Cladribine induces apoptosis in human leukaemia cells by caspase-dependent and -independent pathways acting on mitochondria

Abstract

We have studied the role of caspases and mitochondria in apoptosis induced by 2-chloro-2′-deoxyadenosine (cladribine) in several human leukaemic cell lines. Cladribine treatment induced mitochondrial transmembrane potential (ΔΨ_m) loss, phosphatidylserine exposure, caspase activation and development of typical apoptotic morphology in JM1 (pre-B), Jurkat (T) and U937 (promonocytic) cells. Western-blot analysis of cell extracts revealed the activation of at least caspases 3, 6, 8 and 9. Co-treatment with Z-VAD-fmk (benzyloxy-carbonyl-Val-Ala-Asp-fluoromethylketone), a general caspase inhibitor, significantly prevented cladribine-induced death in JM1 and Jurkat cells for the first ≈ 40h, but not for longer times.
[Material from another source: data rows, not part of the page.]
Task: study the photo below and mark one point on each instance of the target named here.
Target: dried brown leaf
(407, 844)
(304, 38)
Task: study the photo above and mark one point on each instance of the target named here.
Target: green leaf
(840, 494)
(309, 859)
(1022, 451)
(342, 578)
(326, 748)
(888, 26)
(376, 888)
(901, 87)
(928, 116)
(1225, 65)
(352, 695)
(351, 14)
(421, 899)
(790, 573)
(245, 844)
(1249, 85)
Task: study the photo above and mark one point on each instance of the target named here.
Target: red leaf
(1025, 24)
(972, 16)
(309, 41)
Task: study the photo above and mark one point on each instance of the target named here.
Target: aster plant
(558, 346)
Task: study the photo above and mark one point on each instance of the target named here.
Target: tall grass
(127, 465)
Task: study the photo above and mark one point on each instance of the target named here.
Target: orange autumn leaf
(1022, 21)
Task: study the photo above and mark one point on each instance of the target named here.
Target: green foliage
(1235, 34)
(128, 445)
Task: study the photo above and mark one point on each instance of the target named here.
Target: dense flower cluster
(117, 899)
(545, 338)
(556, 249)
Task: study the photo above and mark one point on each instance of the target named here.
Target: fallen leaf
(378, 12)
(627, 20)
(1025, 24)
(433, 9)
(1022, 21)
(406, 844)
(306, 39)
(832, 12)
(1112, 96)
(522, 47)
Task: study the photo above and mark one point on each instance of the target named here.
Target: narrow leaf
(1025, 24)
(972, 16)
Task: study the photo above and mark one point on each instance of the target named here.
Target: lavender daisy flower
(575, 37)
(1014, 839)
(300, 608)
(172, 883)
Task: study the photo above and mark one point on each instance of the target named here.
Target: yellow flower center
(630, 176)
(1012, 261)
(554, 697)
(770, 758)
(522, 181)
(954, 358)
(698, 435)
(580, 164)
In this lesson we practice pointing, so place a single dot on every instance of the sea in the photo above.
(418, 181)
Z-VAD-fmk also partly prevented some morphological and biochemical features of apoptosis in U937 cells, but not cell death. Co-incubation with selective caspase inhibitors Ac-DEVD-CHO (N-acetyl-Asp-Glu-Val-Asp-aldehyde),Ac-LEHD-CHO(N-acetyl-Leu-Glu-His-Asp-aldehyde) or Z-IETD-fmk (benzyloxycarbonyl-Ile-Glu-Thr-Asp-fluoromethylketone), inhibition of protein synthesis with cycloheximide or cell-cycle arrest with aphidicolin did not prevent cell death. Overexpression of Bcl-2, but not CrmA, efficiently prevented death in Jurkat cells. In all cell lines, death was always preceded by ΔΨ_m loss and accompanied by the translocation of the protein apoptosis-inducing factor (AIF) from mitochondria to the nucleus. These results suggest that caspases are differentially involved in induction and execution of apoptosis depending on the leukaemic cell lineage. In any case, ΔΨ_m loss marked the point of no return in apoptosis and may be caused by two different pathways, one caspase-dependent and the other caspase-independent. Execution of apoptosis was always performed after ΔΨ_m loss by a caspase-9-triggered caspase cascade and the action of AIF.